这种原味燕麦又黏腻又寡淡,宋野桥嫌弃地别过脸,尾巴不耐烦地甩了两下——这东西狗都不吃。
陆小川看着狗子对燕麦爱答不理的样子,忽然意识到最近是不是太惯着它了,他板着脸叹了口气道:“要不还是吃狗粮吧。”
闻言,宋野桥狗身一颤,连忙低下头去。
狗不吃我吃。
反正我又不是狗。
吃完早餐,陆小川把昨天买的东西装进后备箱,驱车赶往老家。
歇歇停停,大概开了八九个小时,直到在某个路口拐下高速后,熟悉的景色才渐渐映入眼帘。
陆小川握着方向盘,心情复杂。
上次和陆家人不欢而散,他信誓旦旦这辈子都不会再踏足这里,没想到这么快就再度故地重游。
果然,人生就是个不断立flag、又不断倒下的过程。
*
陆小川没有回村,而是径直把车开到了镇上,停在了赵老师家门前。
高一那年,他只在赵老师家住了大半个月,可街上不少人仍然还记得他。
在楼下买水果时和大娘唠了几句家常,大娘认出他来,非要硬塞给他两个橘子,他推辞不过,只好笑着揣进袋子里,才上了楼。
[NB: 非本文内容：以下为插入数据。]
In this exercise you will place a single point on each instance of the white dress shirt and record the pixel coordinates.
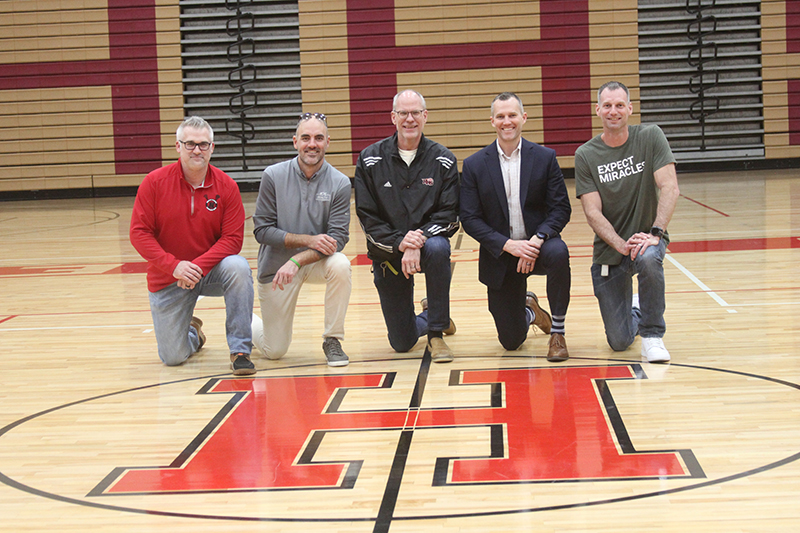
(510, 167)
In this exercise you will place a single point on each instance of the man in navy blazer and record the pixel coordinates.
(515, 204)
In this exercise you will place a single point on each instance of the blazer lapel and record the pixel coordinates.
(525, 170)
(496, 176)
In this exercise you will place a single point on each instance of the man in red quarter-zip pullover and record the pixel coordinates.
(188, 223)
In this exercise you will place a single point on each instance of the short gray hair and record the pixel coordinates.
(196, 123)
(613, 86)
(412, 91)
(508, 96)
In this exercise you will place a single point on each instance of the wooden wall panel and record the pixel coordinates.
(459, 54)
(780, 37)
(92, 89)
(91, 92)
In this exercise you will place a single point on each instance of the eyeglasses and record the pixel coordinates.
(191, 145)
(403, 114)
(318, 116)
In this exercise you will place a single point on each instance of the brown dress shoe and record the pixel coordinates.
(451, 329)
(197, 324)
(541, 318)
(558, 349)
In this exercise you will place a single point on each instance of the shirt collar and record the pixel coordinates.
(516, 151)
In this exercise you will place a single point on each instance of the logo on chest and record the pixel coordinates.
(211, 203)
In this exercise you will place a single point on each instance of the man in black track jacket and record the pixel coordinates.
(407, 201)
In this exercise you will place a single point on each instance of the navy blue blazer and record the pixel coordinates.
(484, 208)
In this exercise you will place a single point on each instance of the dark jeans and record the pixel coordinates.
(397, 296)
(507, 304)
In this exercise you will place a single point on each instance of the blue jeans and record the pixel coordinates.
(397, 295)
(172, 309)
(615, 292)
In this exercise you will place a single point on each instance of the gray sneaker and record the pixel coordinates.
(334, 353)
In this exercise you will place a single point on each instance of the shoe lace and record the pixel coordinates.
(333, 348)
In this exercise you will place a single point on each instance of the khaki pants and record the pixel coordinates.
(278, 306)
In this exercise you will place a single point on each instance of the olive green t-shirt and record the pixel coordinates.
(623, 176)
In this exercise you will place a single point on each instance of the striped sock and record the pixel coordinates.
(558, 324)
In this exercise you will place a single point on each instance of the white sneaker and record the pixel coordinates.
(654, 351)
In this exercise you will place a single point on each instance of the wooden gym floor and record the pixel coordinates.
(97, 435)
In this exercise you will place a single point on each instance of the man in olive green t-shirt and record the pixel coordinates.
(626, 181)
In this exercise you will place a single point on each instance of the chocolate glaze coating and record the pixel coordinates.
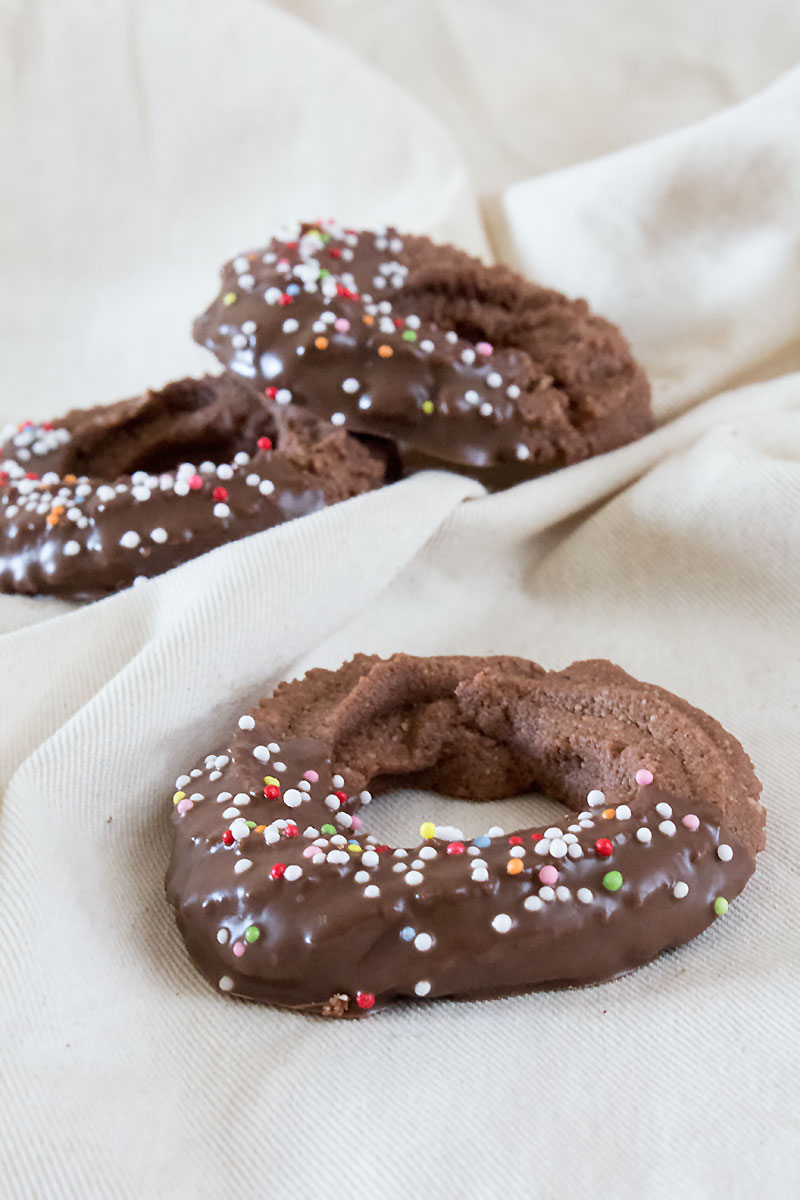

门楣上“春风化雨”四个字筋骨挺拔、墨色犹新,是赵老师一贯的笔迹。
陆小川立在门前,欣赏了会儿对联字迹,才抬手敲响房门。
“外卖吗?”
轻快的声音混着踢踢踏踏的拖鞋声由远及近。门后面突然探出个脑袋,林荫不敢置信地眨了两下眼睛:“小……小川哥?!”
陆小川故意板着脸逗她道:“怎么这表情?不欢迎我?’”
话落,他转身欲走。
“哎哎哎……”林荫急忙拉住他
陆小川回头,眉头一挑,等她挽留。
结果林荫只是把他手里大包小包的东西接了过去,无情挥手道:“行了行了,走吧走吧。”
陆小川顿时哭笑不得:“你这姑娘……”
“谁啊?”轻咳两声后,赵琴温和的声音从客厅里传来。
“小川哥。”林荫大声回道。
话音刚落,赵琴已经快步走到门口,她看着陆小川,眼角笑出了细纹:“还真是小川回来了!”
“这不想您了吗。”陆小川也笑笑,走过去,拥着赵琴的肩朝屋内走去,“听莹莹说,你这段时间老咳嗽,我买了点儿梨和银耳,晚上给您炖雪梨百合银耳羹喝。”
“我就是感冒了,没什么大事,倒是你好不容易回来一趟,别给累跑了。”赵琴拍拍他的手,将他带到沙发坐下,“这些事啊,让莹莹来就行。”
“哎!”林荫转身去关门,这才注意到门口还有小家伙没进来,疑惑道,“小川哥,这是你养的狗吗?”
陆小川一拍脑门,才想起自己还有条狗,赶紧朝门外喊这:“老6!进来!”
进来个屁!难为你还记得起自己有条狗。
早知道这儿有什么莺莺燕燕,我就不来了,免得受这气!
宋野桥昂着头,执拗地站在门口不肯挪动脚步。
林荫感觉自己可能眼花了,她竟然在有生之年看到一条狗冲她翻白眼!
见老6没有动静,陆小川不得不无奈起身,将他从地上抱了起来。
看他抱狗比抱娃都熟练,林荫不可思议:“小川哥,你不是怕狗吗,怎么……”
陆小川喉结动了动,话到嘴边又咽了回去——难道要他说这是我男朋友的狗?
人类文明浩浩荡荡记载千年,从窈窕淑女到君子好逑,到木石前盟到举案齐眉,男女之情被说得千回百转。可纵使陆小川读了二十多年的书,也寻不出一个恰如其分的说法,向老师解释两个男人如何搞基。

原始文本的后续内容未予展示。